Samir Verstyn, chief investment officer of Origis Energy, said, "China has appeared not to have actively sided with the West or Russia." Any shift in US-China relations could have "much larger global repercussions and implications for our business."
Verstyn said US power companies are having to increase cybersecurity materially, especially after Russia threatened retaliation if the US keeps supplying Ukraine with defensive weapons. Origis not only develops its own solar projects, but also operates large projects for other companies.
Political risk insurance will be harder to find for projects in former Warsaw Pact countries, affecting the ability to do projects in such countries.
The insurance markets do not cover war risks of the type that could lead to a loss in the current circumstances, one insurance underwriter said. Russia coverage has been difficult to find for the past several years because of sanctions, she said. Ukraine coverage had been virtually impossible without participation by multilateral lending or export credit agencies.
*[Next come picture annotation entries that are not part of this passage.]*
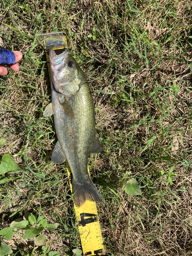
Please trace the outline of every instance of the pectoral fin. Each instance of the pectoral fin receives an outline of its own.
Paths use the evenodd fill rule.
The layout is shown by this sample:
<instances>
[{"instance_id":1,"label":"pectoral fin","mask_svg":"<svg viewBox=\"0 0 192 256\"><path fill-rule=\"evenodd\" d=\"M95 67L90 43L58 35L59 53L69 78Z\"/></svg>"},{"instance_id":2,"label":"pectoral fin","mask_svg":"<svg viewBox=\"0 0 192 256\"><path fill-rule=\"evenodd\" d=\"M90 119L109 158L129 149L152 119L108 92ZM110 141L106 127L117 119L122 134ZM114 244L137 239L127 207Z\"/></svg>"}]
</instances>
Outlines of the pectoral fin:
<instances>
[{"instance_id":1,"label":"pectoral fin","mask_svg":"<svg viewBox=\"0 0 192 256\"><path fill-rule=\"evenodd\" d=\"M62 152L58 141L56 143L53 150L51 161L56 164L61 164L66 161L66 158Z\"/></svg>"},{"instance_id":2,"label":"pectoral fin","mask_svg":"<svg viewBox=\"0 0 192 256\"><path fill-rule=\"evenodd\" d=\"M100 142L99 139L99 136L96 134L95 136L95 139L93 142L92 148L91 149L90 154L95 154L98 153L99 152L101 152L101 151L103 151L103 148L102 147L101 142Z\"/></svg>"},{"instance_id":3,"label":"pectoral fin","mask_svg":"<svg viewBox=\"0 0 192 256\"><path fill-rule=\"evenodd\" d=\"M60 97L59 100L59 103L64 110L67 116L69 118L74 118L75 115L73 110L65 96Z\"/></svg>"},{"instance_id":4,"label":"pectoral fin","mask_svg":"<svg viewBox=\"0 0 192 256\"><path fill-rule=\"evenodd\" d=\"M52 103L50 103L46 108L46 109L44 111L44 116L51 116L52 115L53 115L53 106L52 106Z\"/></svg>"}]
</instances>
However, if there are non-war losses — for example, from political violence or forced abandonment, as happened after Russia annexed Crimea — this could affect premiums on future policies as underwriters look to recoup losses through higher prices.
John Schuster, former head of project finance at the US Export-Import Bank and currently president of JLS Capital Strategies, said he sees a negative effect on financing projects in emerging markets, "maybe even a very large negative effect." He said a large number of factors will outweigh the potentially positive effect of higher commodity prices that benefit many emerging market countries and the increased need and even urgency for renewable energy.
Those factors include the "generally higher risk profile of projects and the peril of doing business" in undemocratic countries, the threat of political violence and cyberattacks, and a "global slowdown in the economy and a tightening of financial markets that will follow a market correction," Schuster said.
Jeremy Hushon, a project finance partner who focuses on emerging markets with Norton Rose in Washington, said he expects the US government and European development finance institutions to shift emphasis to countries that represent the next line of defense — Poland, Romania, Hungary, Moldova and the Baltic countries. "Turkey will be particularly interesting to watch," he said. "Despite the recent history of tension with the West, I expect we may see a rapprochement and renewed investment in an attempt to keep the country away from Russian influence."
The issue for all of these countries will be whether private developers have any appetite for the risk.